Container gardening continues to be a very popular gardening trend. A couple of reasons for the popularity of herb gardens are that almost anyone can grow homegrown herbs in a container. And, secondly, container gardening allows individuals to grow fresh herbs on a patio, deck, or porch.

Sure, you can get fresh herbs from most grocery stores, but why not grow your own? You will have an endless supply of herbs and you will have the pleasure of growing them yourself.

I have parsley, oregano, thyme, rosemary, tarragon, and chives all growing in containers year-round. Then, just recently, I now have a pot of basil growing. To share more of my personal experience, I have never been more successful with growing herbs than I have now with growing them in containers.

One thing that I learned when it comes to homegrown is that when harvesting the herb is at its highest level for taste and nutrition.
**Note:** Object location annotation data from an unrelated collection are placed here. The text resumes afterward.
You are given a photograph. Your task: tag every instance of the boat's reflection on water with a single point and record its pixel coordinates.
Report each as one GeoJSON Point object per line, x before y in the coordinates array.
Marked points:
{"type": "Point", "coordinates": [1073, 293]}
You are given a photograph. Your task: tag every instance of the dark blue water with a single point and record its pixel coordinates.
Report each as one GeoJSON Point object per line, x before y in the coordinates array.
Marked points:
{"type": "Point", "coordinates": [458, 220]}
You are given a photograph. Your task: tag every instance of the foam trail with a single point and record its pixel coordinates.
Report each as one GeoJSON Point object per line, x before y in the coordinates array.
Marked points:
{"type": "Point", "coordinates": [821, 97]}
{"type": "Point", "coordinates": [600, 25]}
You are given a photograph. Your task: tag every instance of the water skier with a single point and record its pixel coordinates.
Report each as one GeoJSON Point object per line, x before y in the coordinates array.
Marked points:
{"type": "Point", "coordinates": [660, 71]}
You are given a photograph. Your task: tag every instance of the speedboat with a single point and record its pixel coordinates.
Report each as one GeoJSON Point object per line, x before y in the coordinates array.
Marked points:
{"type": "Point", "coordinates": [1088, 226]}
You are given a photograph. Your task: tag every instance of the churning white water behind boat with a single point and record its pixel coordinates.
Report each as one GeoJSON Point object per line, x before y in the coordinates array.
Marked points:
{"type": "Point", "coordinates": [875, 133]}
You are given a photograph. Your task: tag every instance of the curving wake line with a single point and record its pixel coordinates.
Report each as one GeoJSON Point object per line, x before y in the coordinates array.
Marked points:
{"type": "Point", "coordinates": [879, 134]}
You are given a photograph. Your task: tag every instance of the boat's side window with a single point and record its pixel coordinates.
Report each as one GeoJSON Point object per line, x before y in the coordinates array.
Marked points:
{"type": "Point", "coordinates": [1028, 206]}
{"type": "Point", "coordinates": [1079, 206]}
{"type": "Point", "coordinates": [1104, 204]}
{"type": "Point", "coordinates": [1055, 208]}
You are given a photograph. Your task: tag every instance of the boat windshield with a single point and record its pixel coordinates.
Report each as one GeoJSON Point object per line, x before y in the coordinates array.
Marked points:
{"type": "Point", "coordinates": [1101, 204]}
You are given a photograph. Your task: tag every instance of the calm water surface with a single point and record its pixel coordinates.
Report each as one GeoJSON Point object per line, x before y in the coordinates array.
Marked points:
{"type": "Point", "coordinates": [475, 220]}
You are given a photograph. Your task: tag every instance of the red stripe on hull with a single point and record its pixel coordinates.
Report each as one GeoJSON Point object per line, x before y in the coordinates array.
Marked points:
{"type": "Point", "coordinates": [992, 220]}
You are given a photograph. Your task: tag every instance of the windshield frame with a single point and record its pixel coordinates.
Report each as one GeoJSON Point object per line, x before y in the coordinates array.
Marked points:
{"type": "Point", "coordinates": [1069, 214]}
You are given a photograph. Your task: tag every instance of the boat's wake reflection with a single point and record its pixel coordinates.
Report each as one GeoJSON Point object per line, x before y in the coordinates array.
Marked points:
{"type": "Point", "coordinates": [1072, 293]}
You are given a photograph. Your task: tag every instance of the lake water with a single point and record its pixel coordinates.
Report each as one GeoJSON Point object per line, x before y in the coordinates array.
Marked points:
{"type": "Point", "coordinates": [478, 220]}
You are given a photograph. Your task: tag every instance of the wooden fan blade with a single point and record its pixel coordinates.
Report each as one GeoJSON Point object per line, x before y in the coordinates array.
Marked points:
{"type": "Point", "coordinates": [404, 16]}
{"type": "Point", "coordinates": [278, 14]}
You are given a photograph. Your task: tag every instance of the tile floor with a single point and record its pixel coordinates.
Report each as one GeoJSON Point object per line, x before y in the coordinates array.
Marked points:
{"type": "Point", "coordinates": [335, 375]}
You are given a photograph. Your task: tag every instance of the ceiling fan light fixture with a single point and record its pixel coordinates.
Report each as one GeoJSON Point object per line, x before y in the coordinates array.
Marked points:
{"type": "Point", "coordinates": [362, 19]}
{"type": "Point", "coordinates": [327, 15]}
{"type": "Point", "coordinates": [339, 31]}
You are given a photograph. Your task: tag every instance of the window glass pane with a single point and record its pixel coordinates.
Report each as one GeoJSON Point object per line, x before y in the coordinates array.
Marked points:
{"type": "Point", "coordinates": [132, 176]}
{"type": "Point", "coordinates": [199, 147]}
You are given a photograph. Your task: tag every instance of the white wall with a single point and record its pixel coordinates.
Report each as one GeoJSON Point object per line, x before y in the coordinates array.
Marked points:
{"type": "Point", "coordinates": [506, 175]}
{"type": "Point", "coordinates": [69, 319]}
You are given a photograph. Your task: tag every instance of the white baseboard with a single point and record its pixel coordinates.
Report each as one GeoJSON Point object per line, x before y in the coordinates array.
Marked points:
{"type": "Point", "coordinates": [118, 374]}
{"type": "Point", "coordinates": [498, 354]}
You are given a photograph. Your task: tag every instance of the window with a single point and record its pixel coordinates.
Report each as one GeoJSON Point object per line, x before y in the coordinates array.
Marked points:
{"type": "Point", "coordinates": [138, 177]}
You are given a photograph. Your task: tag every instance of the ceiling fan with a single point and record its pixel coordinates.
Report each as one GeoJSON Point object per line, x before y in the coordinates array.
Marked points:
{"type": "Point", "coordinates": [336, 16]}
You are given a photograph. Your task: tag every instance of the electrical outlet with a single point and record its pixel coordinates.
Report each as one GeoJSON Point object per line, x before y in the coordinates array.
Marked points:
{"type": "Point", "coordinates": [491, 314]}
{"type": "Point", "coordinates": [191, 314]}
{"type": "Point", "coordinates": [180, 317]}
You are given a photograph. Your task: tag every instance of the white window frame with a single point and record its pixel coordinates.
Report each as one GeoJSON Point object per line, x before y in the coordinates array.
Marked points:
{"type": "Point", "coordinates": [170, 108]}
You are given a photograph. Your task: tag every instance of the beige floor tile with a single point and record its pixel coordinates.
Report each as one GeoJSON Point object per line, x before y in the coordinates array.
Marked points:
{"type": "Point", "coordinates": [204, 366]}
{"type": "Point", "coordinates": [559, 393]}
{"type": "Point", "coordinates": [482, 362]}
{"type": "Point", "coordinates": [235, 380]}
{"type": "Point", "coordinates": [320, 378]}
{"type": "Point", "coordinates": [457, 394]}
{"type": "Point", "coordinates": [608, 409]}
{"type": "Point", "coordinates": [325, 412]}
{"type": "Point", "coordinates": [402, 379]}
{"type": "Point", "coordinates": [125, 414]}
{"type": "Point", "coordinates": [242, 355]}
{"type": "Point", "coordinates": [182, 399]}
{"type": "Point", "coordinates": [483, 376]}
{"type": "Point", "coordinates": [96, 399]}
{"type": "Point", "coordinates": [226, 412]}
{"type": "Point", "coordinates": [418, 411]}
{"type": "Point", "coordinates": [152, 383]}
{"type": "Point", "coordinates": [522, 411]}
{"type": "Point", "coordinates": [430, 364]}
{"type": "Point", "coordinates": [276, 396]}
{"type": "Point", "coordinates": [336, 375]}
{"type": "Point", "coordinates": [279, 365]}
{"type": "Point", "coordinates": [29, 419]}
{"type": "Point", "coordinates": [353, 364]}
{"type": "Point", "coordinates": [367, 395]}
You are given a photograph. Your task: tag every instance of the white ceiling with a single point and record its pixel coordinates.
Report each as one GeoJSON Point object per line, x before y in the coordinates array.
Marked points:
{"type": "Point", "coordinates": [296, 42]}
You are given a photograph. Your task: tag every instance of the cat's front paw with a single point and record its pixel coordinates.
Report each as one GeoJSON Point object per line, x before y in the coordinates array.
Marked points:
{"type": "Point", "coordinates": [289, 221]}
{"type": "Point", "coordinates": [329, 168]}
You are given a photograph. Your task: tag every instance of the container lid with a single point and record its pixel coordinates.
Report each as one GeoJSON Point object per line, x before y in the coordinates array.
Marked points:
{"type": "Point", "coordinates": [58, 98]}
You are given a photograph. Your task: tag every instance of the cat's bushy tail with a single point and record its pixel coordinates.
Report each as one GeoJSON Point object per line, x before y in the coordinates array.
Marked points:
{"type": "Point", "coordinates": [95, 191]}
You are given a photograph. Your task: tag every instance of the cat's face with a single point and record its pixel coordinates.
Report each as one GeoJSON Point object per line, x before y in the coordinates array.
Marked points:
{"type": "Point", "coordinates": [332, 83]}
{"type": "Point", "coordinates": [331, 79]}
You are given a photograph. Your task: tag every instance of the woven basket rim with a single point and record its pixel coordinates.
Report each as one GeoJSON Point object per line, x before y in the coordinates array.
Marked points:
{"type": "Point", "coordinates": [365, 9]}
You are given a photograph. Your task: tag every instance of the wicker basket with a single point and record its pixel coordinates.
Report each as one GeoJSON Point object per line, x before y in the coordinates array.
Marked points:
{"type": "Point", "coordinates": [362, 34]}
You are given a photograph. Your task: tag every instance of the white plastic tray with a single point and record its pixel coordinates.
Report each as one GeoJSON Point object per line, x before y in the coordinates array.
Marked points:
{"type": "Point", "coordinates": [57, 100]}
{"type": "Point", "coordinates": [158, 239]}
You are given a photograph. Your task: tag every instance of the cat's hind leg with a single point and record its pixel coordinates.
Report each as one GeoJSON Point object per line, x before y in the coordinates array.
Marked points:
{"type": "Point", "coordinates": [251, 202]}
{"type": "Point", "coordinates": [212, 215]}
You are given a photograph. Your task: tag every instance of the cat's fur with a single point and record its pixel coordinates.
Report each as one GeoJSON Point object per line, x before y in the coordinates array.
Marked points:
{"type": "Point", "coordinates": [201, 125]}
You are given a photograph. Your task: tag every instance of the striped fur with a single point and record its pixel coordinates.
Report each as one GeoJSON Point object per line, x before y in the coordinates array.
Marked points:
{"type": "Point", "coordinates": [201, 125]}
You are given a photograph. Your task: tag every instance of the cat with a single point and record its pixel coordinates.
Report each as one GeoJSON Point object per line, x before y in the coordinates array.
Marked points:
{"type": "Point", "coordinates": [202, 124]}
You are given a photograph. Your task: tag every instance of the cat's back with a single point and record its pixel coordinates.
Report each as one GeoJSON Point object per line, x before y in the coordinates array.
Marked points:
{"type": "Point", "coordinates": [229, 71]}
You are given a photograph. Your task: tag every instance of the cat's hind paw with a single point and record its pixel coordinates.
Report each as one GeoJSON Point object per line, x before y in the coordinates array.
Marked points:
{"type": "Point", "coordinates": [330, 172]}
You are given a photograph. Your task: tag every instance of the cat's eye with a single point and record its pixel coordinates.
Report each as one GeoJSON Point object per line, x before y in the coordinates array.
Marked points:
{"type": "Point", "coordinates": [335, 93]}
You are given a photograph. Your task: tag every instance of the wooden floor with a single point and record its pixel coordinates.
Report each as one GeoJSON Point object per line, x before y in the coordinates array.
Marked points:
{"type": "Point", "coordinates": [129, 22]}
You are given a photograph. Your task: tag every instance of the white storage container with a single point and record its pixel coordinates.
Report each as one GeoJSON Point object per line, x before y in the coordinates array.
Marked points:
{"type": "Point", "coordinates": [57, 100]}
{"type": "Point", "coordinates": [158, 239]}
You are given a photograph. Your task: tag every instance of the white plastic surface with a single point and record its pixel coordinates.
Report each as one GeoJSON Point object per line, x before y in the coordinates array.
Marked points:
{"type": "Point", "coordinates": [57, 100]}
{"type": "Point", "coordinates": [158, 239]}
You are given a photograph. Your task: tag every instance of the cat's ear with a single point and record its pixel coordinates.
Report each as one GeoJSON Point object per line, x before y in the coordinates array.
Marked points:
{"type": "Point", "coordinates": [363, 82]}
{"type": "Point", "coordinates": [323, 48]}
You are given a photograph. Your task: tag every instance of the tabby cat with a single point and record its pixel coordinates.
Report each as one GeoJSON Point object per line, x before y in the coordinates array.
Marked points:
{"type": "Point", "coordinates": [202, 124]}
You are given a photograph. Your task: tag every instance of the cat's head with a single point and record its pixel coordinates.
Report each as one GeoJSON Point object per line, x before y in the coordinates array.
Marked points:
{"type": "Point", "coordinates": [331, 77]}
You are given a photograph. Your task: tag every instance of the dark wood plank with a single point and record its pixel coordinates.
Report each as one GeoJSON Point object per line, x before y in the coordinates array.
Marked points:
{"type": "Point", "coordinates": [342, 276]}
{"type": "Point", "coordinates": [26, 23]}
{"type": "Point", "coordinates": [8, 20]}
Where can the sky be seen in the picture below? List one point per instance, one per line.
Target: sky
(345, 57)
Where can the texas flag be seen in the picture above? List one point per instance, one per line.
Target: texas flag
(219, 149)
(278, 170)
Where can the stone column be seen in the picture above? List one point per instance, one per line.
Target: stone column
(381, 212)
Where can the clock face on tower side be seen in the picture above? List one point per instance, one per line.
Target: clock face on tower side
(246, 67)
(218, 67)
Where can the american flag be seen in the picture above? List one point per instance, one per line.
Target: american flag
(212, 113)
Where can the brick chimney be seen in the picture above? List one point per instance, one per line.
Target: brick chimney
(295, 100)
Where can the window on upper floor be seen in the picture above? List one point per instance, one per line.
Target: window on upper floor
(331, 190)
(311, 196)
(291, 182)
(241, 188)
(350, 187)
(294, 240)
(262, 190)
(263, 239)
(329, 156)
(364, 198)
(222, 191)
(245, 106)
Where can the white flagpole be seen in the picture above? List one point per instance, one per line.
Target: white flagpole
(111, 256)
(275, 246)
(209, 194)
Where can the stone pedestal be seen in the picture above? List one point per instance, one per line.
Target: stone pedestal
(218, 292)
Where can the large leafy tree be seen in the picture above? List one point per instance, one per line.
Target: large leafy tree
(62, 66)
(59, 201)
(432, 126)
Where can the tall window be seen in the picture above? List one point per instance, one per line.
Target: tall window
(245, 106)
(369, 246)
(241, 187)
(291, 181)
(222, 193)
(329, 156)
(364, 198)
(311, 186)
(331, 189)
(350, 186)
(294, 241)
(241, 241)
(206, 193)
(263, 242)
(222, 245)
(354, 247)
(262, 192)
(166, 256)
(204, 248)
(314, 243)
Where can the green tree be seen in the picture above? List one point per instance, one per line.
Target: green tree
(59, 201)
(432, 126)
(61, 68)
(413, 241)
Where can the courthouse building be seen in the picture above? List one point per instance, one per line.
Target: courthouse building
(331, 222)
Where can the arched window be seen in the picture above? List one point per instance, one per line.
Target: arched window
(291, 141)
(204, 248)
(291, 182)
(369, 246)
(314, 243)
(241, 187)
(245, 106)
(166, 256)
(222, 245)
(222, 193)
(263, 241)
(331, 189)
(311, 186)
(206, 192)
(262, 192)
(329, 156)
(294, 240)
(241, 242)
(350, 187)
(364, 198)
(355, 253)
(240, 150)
  • Be sure to place the containers in as much direct sunlight as possible. Most herbs will require a minimum of six to eight hours of sunlight. If you place the container up against a wall then be sure to rotate the container periodically so that the backside isn’t always in the shade.
  • I would recommend a container that is at least 10” or 12” in size.
  • The soil needs to be loose and of high quality. I love using ESPOMA POTTING MIX. I find this soil to provide the good drainage that herbs require.
  • With all plantings, I use the ESPOMA BIO-TONE with every plant. I can’t say enough about this product when it comes to the plants’ performance.
  • Watering—watering is important but remember, herbs don’t like wet soil continuously. So, use your finger and stick it down into the soil and feel for moisture. If the soil feels moist then skip watering for another day or two.
  • Harvesting—Harvest the leaves often. This keeps the herbs from blooming and keeps them producing more leaves. Take off the oldest stems first.

It is now mid-May, and it is safe to have our herbs outdoors for the remainder of the summer. Even the very popular annual herb, Basil, is good to grow in containers now.